Seduta in poltrona con indosso soltanto un pareo variopinto, i capelli sciolti che le ricadevano sulle spalle, lei si girò lentamente verso di me.
Abbassai gli occhi sul vassoio che tenevo in mano.
– La sua colazione, signora.
Lei, senza dire una parola, tornò a guardare fuori dalla finestra, diede un ultimo tiro alla sigaretta che aveva tra le dita e la spense schiacciandola nel posacenere di vetro già colmo.
Rimasi fermo sulla soglia e attesi in allerta. Speriamo che questa volta non faccia la solita scena, pensai.
D’un tratto la sua voce ruvida.
– Beh, cosa fai lì impalato? Vieni qui, no?
In verità avrei preferito posare il vassoio e andarmene alla svelta, ma fui costretto ad avvicinarmi.
– Porta via il posacenere e metti qui il tavolino. Cos’è? Ti faccio così schifo?
Come si poteva rispondere a una domanda del genere? Cercai di nascondere la mia riluttanza rimanendo in silenzio ed eseguendo gli ordini con la massima celerità.
– Più vicino quel tavolino! Non vedi che non ci arrivo?
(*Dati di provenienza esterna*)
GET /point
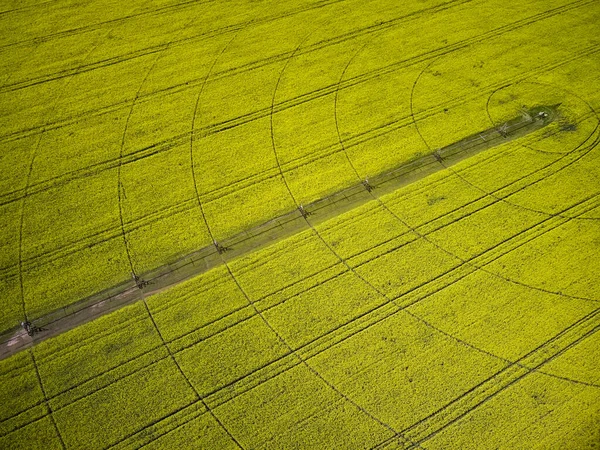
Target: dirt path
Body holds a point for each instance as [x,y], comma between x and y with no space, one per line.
[64,319]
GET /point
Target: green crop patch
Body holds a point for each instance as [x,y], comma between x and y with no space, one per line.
[299,224]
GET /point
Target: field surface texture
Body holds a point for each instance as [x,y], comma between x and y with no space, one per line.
[453,305]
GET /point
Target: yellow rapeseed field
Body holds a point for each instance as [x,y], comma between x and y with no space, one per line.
[457,311]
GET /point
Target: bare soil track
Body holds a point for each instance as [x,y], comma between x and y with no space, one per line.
[63,319]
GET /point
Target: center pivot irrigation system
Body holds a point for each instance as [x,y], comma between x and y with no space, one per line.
[30,331]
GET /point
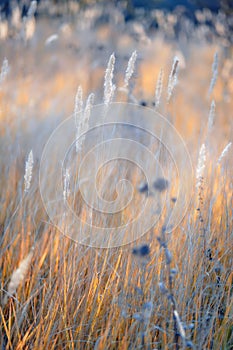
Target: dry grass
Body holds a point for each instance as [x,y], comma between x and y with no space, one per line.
[77,297]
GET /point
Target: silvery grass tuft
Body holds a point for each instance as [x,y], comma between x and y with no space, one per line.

Mi dovetti chinare quasi su di lei. Il tessuto del pareo aveva una trama così rada da risultare trasparente. Copriva a malapena i seni flaccidi e l’addome prominente. Sentivo chiaramente il suo profumo: Chanel numero cinque che, nonostante fosse stato cosparso in abbondanza, non riusciva a coprire l’odore rancido delle sigarette.
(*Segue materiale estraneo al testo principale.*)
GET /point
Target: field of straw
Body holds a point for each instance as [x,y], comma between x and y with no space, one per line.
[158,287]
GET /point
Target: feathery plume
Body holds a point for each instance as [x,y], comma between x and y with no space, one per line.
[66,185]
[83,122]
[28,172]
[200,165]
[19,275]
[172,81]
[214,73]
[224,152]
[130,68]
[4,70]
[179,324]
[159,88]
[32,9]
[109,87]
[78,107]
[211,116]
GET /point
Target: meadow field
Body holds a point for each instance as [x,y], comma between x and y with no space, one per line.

Le bastò quell’attimo per allungare la mano e afferrarmi l’orecchio. Non fui abbastanza rapido a ritrarmi.
– Che c’è tesoro? Hai fretta di scappare via? Non senti che buon profumo?
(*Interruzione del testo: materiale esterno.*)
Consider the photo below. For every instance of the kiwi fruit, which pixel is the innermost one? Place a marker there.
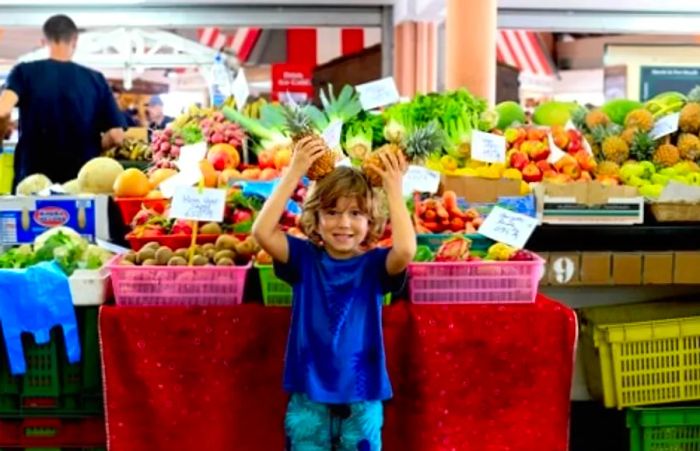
(163, 255)
(200, 260)
(145, 253)
(130, 256)
(177, 261)
(210, 228)
(224, 261)
(226, 242)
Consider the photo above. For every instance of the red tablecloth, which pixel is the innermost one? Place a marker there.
(474, 378)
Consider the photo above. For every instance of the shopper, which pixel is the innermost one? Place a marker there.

Le sue unghie stavano tormentando il mio padiglione auricolare e non sarei riuscito a sfuggirle senza ferirmi.
– Signora, la prego. Mi sta facendo male.
Le afferrai il polso prima che mi costringesse ad appoggiare il viso su di lei. Nella mia posizione non potevo mettere in atto un comportamento violento nei confronti di una cliente dell’albergo, nemmeno per autodifesa, comunque alla fine riuscii a farla desistere e mollò la presa.
Feci un passo indietro per riconquistare una distanza di sicurezza, ma lei si era già girata dall’altra parte e aveva ripreso a osservare il mare oltre i vetri della finestra. Indeciso sul da farsi rimasi lì sull’attenti. Visto che lei continuava a ignorare la mia presenza diedi un piccolo colpo di tosse. Senza degnarmi di uno sguardo fece un cenno con la mano come per scacciare una mosca; segno che me ne potevo andare.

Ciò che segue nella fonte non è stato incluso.